Yaptığı tarihi inceleme ve araştırmalarını yazılı ve görsel belgelere dayandırarak arşivinde toplayan yazar Yusuf Ziya ARPACIK, zamanla harmanladığı bilgi ve birikimlerini edebi diliyle ustaca kaleme almayı başarmıştır…
Üniversite yıllarında kurduğu iyimser düşlerin sakıncalığına takılarak, çarpık düzenin azgın dişleri arasında acı ve işkencelerle yoğrulmuş olan yazar; azatlığından mütevellit karanlığı yırtarcasına yazdığı kitaplarıyla genç dimağlara aydınlığın perdelerini aralamıştır…
Eylül hezeyanlarına karşı sergilenen milli duruşun destanlaştığı “BAŞEĞMEDİLER” yapıtıyla Türkiye’nin yakın dönemine dikkat çekerken, Türkmenlerin maruz kaldığı vahşi katliamları ve kurşunlar gölgesinde direniş öykülerini “YOLBAŞI” eseriyle anlatmıştır…
Yeri geldiğinde bıçkın kalemini bırakarak mavzer yürek silahına sarılan yazar, Hocalı katliamlarıyla karalar bağlayan masum Azeri Canların saffında yer almış ve zamanın “KAN FIRTINASI” şenliğinde eğlenen alçak Ermeni canilerine karşı göğüs göğse savaşmıştır…
Daha on yaşındayken inandığı ve sevdalandığı ülkü yolunda dur-durak bilmeyen Yusuf Ziya ARPACIK, Altaylar’dan Tuna’ya “GÜN DOĞARKEN” ufuklara, Türk’ün şanlı tarihini okuyucularıyla paylaşmıştır…
Sahte kahramanlarla ambale olmuş beyinleri dezenfekte etmek gayesiyle, Halkın ve Hakkın yanında yer almış İman cephesinin yılmaz ve yıkılmaz Türk Yiğitlerini, Altay Dağlarının kartalı “OSMAN BATUR” ruhunun ölümsüzlüğünde yaşatmıştır…
Son dönemlerin bilge araştırmacısı ve yazarı Yusuf Ziya ARPACIK, aklın ve kalbin izdüşümüyle bütünleştirdiği kitaplarını, gönül erbabınca el emeği-göz nuruyla işlemiş ve “Zulüm asla payidar olmaz” ilkesinin savaşçılarından toprağa düşenlere ve hala ayakta dövüşenlere ithafen yayınlamıştır.

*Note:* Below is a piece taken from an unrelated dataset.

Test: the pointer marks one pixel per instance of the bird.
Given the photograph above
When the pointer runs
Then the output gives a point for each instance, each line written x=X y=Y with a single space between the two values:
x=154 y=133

Yazar; zulme direnen kalemiyle, tarihin her aşamasında kötülüğe geçit vermeyen ve ruhuyla esaret boyunduruğuna girmeyen Müslüman Türk Milletinin bağımsızlık mücadelelerini ak kâğıtlara satır satır yazmış ve dilde, fikirde ve işte TÜRK BİRLİĞİ mefkûresini unutulmamak üzere belleklere kazımıştır…
* * *
Ne kadar çabalasam fayda etmez
O koca yürekler yazmakla bitmez
Acizim, anlatmaya gücüm yetmez
Yaşamak ve yaşatmak dileğimle…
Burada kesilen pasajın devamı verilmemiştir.